Another REST day for me today, also tomorrow too.

Next scheduled exercise day, Sunday! Can't wait, but I will ;) I need to rest though, my arms are killing me in the bend of my elbow and my biceps hurt.
I worked them out Monday! I must of really tore those fibers down.

Well see ya Sunday!

Becca~ Sun, Sep-13-09 17:06

So happy to be back in the gym today. I did a killer leg circuit and I'm starting to feel the effects of it!
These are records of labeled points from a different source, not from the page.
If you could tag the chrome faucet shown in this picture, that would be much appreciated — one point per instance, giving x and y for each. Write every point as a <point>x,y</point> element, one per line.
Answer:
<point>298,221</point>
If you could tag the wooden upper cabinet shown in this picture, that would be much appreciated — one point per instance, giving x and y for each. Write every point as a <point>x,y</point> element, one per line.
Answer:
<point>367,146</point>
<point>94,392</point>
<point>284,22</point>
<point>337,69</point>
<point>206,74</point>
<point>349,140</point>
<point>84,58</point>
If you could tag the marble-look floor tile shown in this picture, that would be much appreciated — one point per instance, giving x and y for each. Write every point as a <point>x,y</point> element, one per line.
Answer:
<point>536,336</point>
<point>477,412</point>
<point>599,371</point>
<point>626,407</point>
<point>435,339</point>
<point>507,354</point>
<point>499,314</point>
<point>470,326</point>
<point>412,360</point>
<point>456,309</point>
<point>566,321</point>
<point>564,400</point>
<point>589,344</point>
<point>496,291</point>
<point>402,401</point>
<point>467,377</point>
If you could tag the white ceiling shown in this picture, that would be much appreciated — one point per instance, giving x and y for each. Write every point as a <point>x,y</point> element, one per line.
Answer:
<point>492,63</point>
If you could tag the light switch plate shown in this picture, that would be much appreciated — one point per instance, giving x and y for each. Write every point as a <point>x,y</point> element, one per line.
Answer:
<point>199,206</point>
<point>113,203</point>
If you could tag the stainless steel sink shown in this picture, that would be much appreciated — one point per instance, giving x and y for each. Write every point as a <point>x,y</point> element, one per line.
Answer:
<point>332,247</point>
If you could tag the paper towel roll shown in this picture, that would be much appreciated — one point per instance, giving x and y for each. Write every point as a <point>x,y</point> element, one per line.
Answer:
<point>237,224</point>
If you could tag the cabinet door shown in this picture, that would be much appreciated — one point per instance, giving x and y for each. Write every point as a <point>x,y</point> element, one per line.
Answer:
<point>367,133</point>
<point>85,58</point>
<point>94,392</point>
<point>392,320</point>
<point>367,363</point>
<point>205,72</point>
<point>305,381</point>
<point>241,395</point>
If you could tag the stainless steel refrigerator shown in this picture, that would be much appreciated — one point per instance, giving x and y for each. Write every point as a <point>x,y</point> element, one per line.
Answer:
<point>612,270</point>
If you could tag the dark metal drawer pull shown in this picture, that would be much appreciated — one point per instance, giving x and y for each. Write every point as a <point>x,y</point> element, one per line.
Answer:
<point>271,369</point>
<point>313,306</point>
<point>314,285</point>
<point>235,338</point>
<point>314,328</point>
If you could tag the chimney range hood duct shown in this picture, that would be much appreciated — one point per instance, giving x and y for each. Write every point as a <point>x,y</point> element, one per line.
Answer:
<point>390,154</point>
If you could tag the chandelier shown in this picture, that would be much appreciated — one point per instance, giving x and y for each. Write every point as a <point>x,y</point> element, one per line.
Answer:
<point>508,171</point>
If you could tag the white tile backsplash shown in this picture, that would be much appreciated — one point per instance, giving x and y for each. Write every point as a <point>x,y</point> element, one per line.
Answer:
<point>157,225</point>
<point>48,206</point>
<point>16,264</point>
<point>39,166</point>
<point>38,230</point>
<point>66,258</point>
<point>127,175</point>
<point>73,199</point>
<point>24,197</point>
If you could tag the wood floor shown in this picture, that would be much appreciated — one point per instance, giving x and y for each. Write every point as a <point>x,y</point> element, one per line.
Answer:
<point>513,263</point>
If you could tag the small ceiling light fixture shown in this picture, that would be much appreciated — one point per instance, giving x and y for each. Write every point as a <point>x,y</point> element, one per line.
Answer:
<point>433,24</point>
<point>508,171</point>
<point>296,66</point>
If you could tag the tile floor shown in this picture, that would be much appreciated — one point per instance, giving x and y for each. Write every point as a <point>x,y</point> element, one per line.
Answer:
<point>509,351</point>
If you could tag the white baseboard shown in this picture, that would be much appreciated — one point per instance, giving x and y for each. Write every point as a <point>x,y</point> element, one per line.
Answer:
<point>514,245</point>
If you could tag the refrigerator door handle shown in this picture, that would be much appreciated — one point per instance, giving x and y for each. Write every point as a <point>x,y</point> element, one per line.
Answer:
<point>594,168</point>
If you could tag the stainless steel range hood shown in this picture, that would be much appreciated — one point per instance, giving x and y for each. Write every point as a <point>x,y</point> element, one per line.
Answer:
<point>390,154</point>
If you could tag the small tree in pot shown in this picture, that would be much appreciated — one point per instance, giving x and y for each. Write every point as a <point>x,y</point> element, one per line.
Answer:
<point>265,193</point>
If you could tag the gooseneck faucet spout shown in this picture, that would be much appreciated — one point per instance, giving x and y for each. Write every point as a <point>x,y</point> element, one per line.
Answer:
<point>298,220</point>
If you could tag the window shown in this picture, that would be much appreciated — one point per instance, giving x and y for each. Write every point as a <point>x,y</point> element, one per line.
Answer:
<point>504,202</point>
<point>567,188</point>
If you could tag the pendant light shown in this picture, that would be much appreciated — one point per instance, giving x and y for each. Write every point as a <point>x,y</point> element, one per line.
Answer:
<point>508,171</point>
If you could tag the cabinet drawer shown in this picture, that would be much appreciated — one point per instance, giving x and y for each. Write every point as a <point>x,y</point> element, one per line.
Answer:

I think I might do an epsom salt soak tonight! ;)

Here's what I did:

Deadlifts 20 reps, elevated toes 35# (2 sets)
Sled: Wide leg plies, 40 pounds 12 reps (2 sets)
Wide leg plies, 20 pounds, 20 reps (2 sets)
Single leg leg press, 20 pounds, 15 reps (2 sets) each leg
calves 20 pounds, 20 reps (3 sets)

Hamstring: machine single leg curl 20 reps each leg 10 pounds (1 set)
1/2 way hamstring curls 15 reps 15 pounds (1 set)
full extensions 15 reps (1 set)

Smith squat 70# 10 reps (1 set)
smith squat 50# 20 reps (1 set)
walking lunges 20 reps (1 set)
bench step ups alternating legs 20 reps (1 set)

ABS:
crunches 20 reps (2 sets)
leg raises 20 reps (2 sets)
raised leg crunches 20 reps (2 sets)

Becca~ Mon, Sep-14-09 14:01

Week 4!!!
 
Week 4~ I can hardly believe it!! I had a great workout today at the gym, worked chest and triceps. My hubby really pushed me I'm glad he did, I'm so proud of myself and I am really loving this gym thing. It's kinda funny, cuz I really didn't want to do this gym thing at all! I always felt so self conscious and "weird" at the gym. My husband kept begging me, I'm glad he didn't give up asking me to go with him, I bet he was surprised when he asked again and I finally said yes, we've been going strong ever since. I really like working out with him, because I can go heavier than I normally would and I know he's got me if I fatigue out.

Here's today's routine
CHEST:
Chest press: 30 # 20 reps (set 1, warm up)/45# 12 reps (set 2)/8 reps 50# (set 3)/ 20 # 20 reps (set 4)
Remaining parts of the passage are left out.